An oversimplified tokenizer
Everyone,
Since I'm not a C expert, please criticize this program. I emailed to a friend fluent in that language. So, he said "Nice!" and told me how optimize the program slightly by replacing a call to the strlen function with the body of the "nonempty" function.
The program mimics the strtok function without looking for characters that separate tokens.
Thanks for your thoughts. The program won't seem too amateurish, I hope. I'm fluent in ISO Standard Pascal, though I'd rather write in C instead.
Code:
#define MAX 80
#include <ctype.h>
#include <stdio.h>
#include <string.h>
#include <stdbool.h>
bool token_may_contain(const int c)
{
return isalnum(c) || index("-'+", c) != NULL;
}
bool nonempty(const char some_string[])
{
return some_string[0] != '\0';
}
/* Return a token from the line if there's at least one.
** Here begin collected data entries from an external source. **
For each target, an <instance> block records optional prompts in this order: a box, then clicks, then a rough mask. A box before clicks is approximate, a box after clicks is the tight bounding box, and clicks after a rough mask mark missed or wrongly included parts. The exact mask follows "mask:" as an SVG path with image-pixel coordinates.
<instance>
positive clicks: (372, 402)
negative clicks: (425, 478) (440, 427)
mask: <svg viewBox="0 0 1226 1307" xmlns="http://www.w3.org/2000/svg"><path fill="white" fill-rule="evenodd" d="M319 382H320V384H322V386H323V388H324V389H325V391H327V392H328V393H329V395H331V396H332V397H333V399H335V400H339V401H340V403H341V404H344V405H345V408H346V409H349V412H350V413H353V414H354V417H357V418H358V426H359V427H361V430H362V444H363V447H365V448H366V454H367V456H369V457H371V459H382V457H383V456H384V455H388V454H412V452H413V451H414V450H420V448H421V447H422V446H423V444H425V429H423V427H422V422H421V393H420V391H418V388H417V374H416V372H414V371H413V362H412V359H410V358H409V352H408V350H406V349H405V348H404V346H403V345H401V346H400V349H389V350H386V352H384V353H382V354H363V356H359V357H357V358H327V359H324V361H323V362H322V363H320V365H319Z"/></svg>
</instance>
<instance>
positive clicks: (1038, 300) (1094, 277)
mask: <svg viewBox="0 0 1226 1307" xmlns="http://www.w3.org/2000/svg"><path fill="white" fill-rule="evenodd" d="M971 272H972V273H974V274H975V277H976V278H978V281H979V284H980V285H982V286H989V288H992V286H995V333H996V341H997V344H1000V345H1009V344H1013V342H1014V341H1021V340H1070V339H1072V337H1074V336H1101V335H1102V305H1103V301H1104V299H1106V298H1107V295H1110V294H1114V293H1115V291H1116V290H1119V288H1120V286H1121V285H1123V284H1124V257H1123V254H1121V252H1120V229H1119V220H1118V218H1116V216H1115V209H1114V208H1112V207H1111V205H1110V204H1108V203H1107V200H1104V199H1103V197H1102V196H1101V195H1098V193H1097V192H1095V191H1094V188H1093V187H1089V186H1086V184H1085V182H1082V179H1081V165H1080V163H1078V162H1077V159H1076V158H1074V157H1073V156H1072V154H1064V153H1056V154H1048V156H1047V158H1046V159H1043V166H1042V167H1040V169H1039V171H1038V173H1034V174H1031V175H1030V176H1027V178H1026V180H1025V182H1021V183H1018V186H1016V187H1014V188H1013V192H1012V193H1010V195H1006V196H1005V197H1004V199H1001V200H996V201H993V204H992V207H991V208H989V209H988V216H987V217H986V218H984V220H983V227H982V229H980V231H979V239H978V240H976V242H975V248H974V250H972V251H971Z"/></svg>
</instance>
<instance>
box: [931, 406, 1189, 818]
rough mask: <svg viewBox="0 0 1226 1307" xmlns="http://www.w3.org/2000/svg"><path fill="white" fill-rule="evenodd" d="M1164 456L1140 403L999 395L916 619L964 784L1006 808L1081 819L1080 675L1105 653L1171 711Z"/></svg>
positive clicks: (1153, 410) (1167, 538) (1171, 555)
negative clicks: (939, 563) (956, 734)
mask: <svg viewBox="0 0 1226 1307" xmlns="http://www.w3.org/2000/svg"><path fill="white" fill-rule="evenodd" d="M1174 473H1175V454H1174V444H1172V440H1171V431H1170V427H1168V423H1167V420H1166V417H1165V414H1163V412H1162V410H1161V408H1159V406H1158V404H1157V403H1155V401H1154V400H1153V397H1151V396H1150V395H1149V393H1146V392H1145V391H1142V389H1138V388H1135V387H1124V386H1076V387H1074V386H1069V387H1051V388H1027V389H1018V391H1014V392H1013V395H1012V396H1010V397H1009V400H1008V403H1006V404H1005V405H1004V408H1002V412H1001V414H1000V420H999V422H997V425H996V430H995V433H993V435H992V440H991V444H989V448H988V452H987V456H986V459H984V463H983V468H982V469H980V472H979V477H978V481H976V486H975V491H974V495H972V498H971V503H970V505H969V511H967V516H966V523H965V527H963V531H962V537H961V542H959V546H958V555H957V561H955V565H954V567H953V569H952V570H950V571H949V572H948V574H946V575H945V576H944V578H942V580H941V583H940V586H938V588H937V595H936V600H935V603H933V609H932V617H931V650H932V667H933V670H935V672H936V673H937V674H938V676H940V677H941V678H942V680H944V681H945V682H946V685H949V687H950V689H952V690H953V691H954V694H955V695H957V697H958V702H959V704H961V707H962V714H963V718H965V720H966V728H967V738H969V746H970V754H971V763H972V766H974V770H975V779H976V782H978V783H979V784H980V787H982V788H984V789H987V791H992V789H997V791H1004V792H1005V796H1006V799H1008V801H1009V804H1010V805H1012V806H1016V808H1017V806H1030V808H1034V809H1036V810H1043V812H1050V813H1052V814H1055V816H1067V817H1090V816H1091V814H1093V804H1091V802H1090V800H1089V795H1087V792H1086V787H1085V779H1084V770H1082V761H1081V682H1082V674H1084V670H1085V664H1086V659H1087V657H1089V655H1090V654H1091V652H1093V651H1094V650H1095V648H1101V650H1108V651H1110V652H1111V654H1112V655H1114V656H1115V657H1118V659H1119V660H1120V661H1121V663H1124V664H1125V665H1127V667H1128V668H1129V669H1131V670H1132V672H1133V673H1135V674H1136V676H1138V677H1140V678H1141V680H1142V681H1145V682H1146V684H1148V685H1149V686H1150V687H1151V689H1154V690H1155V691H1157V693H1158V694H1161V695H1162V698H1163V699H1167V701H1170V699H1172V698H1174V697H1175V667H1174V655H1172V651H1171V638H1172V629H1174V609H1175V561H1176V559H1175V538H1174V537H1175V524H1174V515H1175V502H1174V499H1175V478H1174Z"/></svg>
Otherwise, set the stating topint to -1 */
const char *a_token_from(const char line[], int * start)
{
static char token[MAX + 1] = "";
register int here = *start, token_length = 0, line_length = strlen(line);
while (here < line_length && !token_may_contain(line[here]))
here++;
while (token_may_contain(line[here]))
token[token_length++] = line[here++];
if (nonempty(token))
token[line_length] = '\0';
*start = (here < line_length - 1) ? here : -1;
return token;
}
void tokenize(const char line[])
{
register int counter = 0;
int start = 0;
char token[MAX + 1];
while (start >= 0)
{
puts(a_token_from(line, &start));
counter++;
}
}
int main(void)
{
char line[MAX];
while (fgets(line, MAX, stdin) != NULL)
{
puts("Please type the string to tokenize.");
tokenize(line);
}
return 0;
}